The Justice Department requires that cell-site simulators be specifically configured not to collect data, Deputy Assistant Attorney General Elana Tyrangiel told the committee.
It’s “not an on and off switch” that someone can flip on a whim, Tyrangiel said: The manufacturers program the software to preclude data collection.
Stodder said that Homeland Security’s devices never collected data, even before the policy change.
Tyrangiel said she would need to get back to the committee about the Justice Department’s previous policy on data collection.
The small devices work by mimicking cellphone tower signals and tricking cellphones into sending their unique signals to the devices. This provides a general location, not a precise geolocation, Stodder said. The witnesses said their agencies use them infrequently, mostly to locate kidnappers, drug and human traffickers, fugitives, and in the case of Homeland Security, to protect the president.
The American Civil Liberties Union believes that even with a warrant, using the devices violates the Fourth Amendment, because the devices perform general searches. The ACLU says the devices can be configured to capture voice and data communications, contrary to the testimony of the witnesses.

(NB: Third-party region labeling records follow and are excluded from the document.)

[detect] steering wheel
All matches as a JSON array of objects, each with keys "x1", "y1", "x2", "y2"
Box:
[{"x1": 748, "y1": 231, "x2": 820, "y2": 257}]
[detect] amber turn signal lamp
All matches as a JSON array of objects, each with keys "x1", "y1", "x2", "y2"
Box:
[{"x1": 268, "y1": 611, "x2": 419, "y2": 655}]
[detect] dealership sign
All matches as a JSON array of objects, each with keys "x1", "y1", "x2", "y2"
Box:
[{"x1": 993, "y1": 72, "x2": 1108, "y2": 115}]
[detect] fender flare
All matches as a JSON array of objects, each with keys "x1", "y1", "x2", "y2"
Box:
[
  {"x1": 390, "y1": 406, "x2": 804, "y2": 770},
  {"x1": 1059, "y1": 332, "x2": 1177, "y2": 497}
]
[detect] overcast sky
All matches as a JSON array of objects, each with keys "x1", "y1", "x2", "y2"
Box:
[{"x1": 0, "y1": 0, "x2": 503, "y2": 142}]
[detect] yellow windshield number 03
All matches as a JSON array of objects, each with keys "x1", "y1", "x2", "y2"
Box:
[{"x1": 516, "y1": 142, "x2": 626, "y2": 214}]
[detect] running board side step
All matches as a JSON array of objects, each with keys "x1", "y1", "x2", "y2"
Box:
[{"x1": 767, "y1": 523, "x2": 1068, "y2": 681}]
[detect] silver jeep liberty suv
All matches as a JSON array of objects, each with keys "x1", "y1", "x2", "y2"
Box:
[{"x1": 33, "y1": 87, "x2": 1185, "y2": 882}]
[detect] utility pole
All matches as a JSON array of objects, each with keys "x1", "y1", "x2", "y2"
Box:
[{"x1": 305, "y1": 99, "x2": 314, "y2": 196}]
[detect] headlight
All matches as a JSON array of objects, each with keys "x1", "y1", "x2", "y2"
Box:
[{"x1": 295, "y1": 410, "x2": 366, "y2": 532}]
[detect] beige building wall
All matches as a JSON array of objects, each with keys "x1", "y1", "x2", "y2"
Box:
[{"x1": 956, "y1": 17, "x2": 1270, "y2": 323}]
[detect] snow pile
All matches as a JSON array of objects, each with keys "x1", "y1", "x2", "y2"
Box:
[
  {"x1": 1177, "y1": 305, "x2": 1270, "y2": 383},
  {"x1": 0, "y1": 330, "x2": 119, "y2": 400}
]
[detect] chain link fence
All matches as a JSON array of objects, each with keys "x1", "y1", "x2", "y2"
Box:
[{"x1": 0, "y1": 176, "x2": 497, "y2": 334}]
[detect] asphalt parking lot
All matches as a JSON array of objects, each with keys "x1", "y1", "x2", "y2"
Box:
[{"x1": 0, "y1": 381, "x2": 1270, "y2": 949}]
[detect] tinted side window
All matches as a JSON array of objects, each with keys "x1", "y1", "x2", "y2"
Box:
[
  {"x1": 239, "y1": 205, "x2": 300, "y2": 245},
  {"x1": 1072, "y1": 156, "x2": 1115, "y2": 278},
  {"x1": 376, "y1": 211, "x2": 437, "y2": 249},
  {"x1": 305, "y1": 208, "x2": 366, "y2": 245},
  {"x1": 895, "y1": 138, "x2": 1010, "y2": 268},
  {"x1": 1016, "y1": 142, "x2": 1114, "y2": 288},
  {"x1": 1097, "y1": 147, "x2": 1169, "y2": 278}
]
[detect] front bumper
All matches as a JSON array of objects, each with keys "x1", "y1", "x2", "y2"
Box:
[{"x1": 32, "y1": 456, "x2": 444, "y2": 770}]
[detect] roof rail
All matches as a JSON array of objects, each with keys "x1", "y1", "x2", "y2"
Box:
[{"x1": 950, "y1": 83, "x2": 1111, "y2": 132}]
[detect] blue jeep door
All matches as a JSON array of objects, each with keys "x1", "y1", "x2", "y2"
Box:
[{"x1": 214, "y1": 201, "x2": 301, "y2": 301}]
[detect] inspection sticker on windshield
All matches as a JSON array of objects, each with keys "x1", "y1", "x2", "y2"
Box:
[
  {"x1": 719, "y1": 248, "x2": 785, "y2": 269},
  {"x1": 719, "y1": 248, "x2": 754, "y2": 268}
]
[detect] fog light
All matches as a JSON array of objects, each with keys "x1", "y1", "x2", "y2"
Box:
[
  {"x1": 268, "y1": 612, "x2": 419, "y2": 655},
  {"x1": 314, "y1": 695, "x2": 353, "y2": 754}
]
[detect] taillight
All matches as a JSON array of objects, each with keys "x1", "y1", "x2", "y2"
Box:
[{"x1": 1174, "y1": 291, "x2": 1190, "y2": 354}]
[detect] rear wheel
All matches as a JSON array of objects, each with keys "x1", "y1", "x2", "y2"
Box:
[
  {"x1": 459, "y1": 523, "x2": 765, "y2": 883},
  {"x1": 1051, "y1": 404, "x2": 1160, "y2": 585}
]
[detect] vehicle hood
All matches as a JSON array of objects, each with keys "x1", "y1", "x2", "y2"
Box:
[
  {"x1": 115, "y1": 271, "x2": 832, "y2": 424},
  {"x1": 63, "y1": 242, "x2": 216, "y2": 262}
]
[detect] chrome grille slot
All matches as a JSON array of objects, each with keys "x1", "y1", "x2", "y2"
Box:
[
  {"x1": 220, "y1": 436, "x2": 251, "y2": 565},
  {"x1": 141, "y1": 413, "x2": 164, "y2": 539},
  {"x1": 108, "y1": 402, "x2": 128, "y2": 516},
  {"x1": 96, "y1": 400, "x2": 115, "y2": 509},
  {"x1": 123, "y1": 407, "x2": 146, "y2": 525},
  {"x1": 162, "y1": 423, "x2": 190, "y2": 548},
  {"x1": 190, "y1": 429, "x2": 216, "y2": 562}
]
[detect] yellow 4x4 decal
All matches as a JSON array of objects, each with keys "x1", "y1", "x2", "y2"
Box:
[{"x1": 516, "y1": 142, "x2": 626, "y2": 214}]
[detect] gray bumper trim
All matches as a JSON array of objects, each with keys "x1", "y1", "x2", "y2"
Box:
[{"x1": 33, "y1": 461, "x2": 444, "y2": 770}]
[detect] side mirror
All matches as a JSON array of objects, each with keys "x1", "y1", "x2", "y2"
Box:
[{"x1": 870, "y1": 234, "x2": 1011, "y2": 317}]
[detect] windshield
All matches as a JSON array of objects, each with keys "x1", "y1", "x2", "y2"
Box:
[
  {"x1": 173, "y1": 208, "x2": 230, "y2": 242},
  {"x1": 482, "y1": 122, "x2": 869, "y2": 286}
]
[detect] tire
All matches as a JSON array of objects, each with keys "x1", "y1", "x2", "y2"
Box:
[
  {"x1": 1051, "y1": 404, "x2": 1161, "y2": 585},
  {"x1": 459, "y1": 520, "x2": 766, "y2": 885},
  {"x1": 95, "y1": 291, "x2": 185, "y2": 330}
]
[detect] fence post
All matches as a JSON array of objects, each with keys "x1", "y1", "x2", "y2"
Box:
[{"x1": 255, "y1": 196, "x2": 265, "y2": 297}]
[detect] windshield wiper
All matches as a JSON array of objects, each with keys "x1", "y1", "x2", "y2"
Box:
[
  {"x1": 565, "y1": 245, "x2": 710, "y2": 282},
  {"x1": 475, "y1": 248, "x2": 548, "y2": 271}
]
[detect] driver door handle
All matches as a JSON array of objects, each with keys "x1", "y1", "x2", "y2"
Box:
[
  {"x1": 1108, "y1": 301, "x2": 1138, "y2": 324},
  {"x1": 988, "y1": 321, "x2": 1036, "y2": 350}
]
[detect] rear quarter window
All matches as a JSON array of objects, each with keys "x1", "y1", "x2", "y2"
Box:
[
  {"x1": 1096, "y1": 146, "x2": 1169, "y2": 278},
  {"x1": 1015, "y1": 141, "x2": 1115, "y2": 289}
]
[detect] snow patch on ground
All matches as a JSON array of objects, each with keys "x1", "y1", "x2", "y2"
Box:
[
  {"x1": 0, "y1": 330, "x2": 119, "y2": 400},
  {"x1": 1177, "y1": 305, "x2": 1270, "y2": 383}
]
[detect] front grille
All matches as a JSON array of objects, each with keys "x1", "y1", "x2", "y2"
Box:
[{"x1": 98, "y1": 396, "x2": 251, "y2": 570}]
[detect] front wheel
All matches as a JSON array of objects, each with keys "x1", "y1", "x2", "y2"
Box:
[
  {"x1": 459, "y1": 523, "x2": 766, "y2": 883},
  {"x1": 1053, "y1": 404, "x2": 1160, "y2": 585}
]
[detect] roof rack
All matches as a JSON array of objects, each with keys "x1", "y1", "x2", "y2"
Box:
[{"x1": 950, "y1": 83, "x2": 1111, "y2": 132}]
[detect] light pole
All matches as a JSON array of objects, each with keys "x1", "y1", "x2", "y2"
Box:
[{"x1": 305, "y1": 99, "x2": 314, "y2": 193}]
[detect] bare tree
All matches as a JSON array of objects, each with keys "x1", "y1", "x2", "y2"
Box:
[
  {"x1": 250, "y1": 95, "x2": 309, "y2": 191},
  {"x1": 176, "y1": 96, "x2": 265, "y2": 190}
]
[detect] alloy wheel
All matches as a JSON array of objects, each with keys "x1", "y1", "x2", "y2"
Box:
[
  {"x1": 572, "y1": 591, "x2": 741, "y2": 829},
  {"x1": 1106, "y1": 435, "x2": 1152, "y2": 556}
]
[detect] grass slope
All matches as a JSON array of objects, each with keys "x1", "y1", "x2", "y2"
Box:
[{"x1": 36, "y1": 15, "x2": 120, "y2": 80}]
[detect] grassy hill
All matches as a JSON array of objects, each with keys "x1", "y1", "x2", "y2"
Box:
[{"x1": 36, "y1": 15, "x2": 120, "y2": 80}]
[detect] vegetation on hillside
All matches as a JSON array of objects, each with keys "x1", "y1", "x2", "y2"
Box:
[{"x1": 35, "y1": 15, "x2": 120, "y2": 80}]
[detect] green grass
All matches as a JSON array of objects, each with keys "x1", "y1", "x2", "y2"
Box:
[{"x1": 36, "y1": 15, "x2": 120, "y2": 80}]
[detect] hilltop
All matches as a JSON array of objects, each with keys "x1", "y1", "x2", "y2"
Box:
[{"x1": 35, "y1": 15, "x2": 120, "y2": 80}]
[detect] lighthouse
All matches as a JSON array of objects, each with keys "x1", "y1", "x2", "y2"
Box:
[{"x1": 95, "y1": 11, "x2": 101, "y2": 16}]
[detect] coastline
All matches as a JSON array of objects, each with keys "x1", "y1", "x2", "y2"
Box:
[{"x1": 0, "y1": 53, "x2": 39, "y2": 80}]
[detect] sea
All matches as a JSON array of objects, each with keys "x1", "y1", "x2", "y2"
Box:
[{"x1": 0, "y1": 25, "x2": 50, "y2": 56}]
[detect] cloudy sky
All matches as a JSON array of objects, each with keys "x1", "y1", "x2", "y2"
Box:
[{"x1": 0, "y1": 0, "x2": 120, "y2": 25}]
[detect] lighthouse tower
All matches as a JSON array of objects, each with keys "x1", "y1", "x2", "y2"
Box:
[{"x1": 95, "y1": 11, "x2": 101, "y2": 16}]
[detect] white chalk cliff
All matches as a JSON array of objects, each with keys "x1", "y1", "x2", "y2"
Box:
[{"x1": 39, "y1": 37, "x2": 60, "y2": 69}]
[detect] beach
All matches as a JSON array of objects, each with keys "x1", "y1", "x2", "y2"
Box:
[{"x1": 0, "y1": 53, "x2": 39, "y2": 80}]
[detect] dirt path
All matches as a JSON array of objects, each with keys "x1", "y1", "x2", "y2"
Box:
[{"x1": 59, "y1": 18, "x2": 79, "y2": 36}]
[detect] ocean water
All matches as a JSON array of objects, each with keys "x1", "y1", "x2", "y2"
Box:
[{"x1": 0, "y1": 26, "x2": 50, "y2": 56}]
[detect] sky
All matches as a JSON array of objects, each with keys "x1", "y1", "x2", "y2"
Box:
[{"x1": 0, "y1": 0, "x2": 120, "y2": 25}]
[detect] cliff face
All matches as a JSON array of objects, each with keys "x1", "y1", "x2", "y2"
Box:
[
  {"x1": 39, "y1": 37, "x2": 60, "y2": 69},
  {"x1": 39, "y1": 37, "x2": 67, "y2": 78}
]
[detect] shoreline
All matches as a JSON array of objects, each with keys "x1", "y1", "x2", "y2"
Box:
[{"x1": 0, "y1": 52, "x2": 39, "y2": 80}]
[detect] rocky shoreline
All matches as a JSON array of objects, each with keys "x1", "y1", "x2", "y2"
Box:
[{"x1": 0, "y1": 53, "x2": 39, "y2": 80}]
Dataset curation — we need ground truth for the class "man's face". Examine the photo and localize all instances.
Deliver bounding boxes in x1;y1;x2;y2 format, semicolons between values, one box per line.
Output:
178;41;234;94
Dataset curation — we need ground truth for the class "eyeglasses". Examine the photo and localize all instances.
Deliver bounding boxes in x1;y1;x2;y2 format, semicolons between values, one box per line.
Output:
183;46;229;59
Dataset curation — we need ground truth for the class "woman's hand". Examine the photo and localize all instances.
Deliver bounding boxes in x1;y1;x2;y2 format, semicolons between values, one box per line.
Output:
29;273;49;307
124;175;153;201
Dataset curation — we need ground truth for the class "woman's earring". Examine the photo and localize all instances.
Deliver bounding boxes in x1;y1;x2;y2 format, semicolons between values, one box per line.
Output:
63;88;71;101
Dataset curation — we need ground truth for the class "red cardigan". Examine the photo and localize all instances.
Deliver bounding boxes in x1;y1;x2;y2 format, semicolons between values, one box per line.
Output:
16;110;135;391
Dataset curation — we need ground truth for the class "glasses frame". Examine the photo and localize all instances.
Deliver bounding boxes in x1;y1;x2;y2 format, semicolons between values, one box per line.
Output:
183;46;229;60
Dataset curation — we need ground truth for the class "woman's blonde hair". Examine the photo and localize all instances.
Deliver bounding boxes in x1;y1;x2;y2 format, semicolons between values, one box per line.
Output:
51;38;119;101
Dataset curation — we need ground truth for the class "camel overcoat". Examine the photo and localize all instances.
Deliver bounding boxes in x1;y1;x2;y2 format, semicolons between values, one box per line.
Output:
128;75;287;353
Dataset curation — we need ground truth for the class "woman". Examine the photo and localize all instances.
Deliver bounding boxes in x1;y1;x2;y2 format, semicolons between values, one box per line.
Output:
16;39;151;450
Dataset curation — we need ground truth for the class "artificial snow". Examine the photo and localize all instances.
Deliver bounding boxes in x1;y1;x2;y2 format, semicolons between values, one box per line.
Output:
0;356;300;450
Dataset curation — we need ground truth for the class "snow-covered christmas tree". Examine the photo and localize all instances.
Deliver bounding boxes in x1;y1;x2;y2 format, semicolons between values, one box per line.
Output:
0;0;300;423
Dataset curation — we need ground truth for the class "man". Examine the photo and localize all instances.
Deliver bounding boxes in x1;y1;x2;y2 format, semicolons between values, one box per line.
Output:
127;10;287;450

The government witnesses told the committee that exceptional cases executed without a warrant will require approval from multiple executive-level officials at both agencies, Homeland Security and Justice.
The Justice Department’s new policy will require the agency to track all use of the devices, which will be subject to internal audits, Tyrangiel said.
She did not say the tracked data would be made publicly available, and could not say if Justice Department officials would be punished for failing to comply with the policy.
But Tyrangiel said the Justice Department hopes its policy will serve as a model for local and state law enforcement agencies, which are not subject to the new policies that require a warrant.
Local and state law enforcement agencies can purchase the devices without Justice Department approval, and can use federal grant money to buy them, Stodder said.
Tyrangiel said she does not know whether the Justice Department provides the devices to local and state law enforcement agencies.
The ACLU says that 56 law enforcement agencies in 22 states and the District of Columbia use the devices. But it says that number is likely an underestimate, because of the secrecy surrounding the purchase and use of the devices.